I Quit My Job (2nd Week)

It is still fulfilling!! I thought I would be dying to go back to work by now, but hell, the domestic spirit was still going strong. You housewives out there are still rolling your eyes... yes? Heehee. Fine, I'll let you in on something honest then, and we'll high-five.

I was exhausted by Friday on the first week. Like, BURNT. OUT. But I think it was more to the adrenaline rush burn-out. I still went about on my daily routine, just more tired. I skipped sweeping. Big deal. So there, housework is tiring. It never ends, like a city that never sleeps. There are always things in the sink to be washed, always things on the floor to be picked up (especially when you have kids), always have clothes to wash, dry and fold, and always cooking. BUT... it still felt fulfilling. And I think  it's because of...

The mindset you have from the beginning. If you are doing it for love, you will feel fulfilled and rewarded. Previously, my mindset was, I HAVE to do it because my maid is on leave. Then it comes a chore and a bore, and you get angry when you get tired, and you start snapping at your kids, and get mad at the husband for not helping. So my mindset this time was totally different. I WANTED to do it, and I wanted to do it for the love. And it.was.awesome. Tired but happy, like after a great vacation.

This second week was also the school holidays, so I got to spend the days with Daniel, who actually helped me fold the laundry and clean the garden. What an awesome kid!! Because I didn't force him to! Hahaha! On the first day, he volunteered to fold the clothes, and I was like "Yeah, this one and ONLY time. You think it's fun". Of course, some needed refolding because I'm a perfectionist. Then on the second day, he naturally, matter-of-factly lugged all the clothes to the living room without being asked, and he started folding them while watching TV. HOMAIGOD. Like a housewife! My heart dissolved into a pile of goo. Apart from laundry, he also collected all the dried mango tree leaves on the garden. The tree belongs to my neighbour and some branches are lushly extending to my compound. I didn't know we have autumn here in Malaysia because the leaves have been falling like crazy! We also had to sweep the road outside our house because although leaves are part of nature, it does look unsightly on the road when there are too many.

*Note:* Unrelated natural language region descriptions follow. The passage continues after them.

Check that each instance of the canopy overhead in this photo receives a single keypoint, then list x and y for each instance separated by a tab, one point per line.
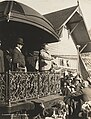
71	18
19	20
87	48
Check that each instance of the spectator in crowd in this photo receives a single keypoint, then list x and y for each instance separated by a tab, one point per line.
1	59
18	57
30	62
8	59
45	59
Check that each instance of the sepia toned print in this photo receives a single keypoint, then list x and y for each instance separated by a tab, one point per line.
45	59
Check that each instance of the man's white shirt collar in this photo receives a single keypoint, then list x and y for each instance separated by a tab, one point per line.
18	49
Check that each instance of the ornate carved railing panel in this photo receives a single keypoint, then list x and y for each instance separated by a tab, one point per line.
17	86
31	85
2	88
20	86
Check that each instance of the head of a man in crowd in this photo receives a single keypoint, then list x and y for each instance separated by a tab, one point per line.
44	46
85	84
20	43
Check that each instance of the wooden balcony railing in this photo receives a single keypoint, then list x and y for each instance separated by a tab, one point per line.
21	86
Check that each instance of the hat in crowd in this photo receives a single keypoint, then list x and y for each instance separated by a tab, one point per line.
20	41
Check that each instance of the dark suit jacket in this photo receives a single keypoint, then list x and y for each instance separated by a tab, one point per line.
86	94
1	61
18	58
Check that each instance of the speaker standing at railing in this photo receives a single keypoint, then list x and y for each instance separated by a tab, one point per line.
45	59
1	59
18	57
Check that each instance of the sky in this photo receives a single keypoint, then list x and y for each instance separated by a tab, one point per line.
66	45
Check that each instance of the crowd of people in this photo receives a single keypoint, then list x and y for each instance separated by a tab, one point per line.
76	91
77	94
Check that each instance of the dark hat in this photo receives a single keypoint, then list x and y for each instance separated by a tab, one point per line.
20	41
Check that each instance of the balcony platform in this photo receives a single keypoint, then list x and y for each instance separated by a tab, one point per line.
47	101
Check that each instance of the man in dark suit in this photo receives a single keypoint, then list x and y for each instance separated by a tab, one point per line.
18	57
1	59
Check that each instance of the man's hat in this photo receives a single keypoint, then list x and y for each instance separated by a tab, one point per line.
20	41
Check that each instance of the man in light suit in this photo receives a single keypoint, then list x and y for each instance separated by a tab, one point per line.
45	59
18	57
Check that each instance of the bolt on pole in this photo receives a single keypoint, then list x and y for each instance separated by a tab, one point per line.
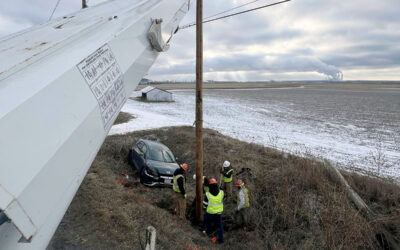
199	111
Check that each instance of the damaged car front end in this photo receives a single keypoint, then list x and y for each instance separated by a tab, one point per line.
154	162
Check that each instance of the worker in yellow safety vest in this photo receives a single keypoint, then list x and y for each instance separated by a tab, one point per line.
243	204
179	187
226	178
215	206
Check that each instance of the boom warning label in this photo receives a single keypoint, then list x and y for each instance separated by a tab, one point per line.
105	79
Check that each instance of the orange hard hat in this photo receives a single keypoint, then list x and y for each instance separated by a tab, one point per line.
184	166
239	183
213	181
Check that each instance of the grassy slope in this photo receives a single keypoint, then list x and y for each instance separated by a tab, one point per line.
295	202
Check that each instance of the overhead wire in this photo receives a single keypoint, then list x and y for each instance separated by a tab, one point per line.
54	10
234	14
220	13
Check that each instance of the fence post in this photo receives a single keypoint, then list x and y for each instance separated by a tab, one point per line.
150	238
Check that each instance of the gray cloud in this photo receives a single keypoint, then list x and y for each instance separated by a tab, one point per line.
307	38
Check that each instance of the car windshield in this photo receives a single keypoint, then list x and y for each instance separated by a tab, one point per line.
160	155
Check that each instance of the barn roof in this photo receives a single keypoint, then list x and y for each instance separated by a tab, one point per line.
149	88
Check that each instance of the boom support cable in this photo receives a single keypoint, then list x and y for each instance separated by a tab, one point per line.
234	14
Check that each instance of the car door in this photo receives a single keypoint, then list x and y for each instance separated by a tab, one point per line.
139	151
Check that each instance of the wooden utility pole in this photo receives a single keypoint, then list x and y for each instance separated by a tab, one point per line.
199	111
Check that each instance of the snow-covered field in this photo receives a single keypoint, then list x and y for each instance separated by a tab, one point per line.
349	128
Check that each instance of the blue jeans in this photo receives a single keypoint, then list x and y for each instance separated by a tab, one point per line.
211	221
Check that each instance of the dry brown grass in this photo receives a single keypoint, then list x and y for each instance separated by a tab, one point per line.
295	202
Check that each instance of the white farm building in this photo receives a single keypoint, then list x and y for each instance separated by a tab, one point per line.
156	95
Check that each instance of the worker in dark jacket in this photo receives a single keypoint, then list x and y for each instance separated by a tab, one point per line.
226	178
213	216
243	204
179	187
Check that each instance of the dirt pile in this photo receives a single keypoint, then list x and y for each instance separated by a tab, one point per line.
295	202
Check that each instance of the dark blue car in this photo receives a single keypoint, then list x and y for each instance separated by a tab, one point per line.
154	162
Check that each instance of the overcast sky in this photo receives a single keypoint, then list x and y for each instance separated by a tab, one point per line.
298	40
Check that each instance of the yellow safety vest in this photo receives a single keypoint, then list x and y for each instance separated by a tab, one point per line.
246	198
215	204
175	185
228	179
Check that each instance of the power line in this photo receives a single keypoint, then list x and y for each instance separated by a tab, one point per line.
234	14
237	7
54	10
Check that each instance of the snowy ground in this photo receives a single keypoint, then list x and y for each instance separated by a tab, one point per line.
352	145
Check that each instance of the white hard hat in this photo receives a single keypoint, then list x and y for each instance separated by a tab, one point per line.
226	164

Then came Sunday. My last day as Domestic Goddess. Frankly, I felt a little sad. My maid came back and took over the tasks I was enjoying for the past 2 weeks. Suddenly, I felt, "How can I survive going back to work?" Most of all, I am going to miss all the little moments with my baby. Little moments that I have cherished from being at home with him. I call them Swollen Heart Nuggets because it is like brief moments happening a few times a day that makes my heart swell with warmth, gratitude and love. Simple and small things and they all involve his big puppy eyes looking at me. Oh, I am so crying right now. He is never going to be 3 forever.

I know you are going to suggest I quit my job for good. But it is easier said than done. However, I am seriously thinking about it. Seriously. These two weeks has been nothing but rewarding, educational and joyous to me. How can anyone rave about being a housewife?

Can.

ps. It also felt tremendously good to be away from my computer for 2 weeks.




2 comments:

Anonymous said...

I do prefer staying at home and taking care of my household chores instead of coming to work. However, financially that will not be good to me. Although my husband can pay for household things, I may not have my own money to shop as and when I wish.

Perhaps you can check with your office if they do allow flexi working hour for you, eg, with a paycut and perhaps work 2-3 days in a week. My company does allow that.

Sally

Ally said...

My boss is kind enough to allow flexi-hours :) and that's good enough for me.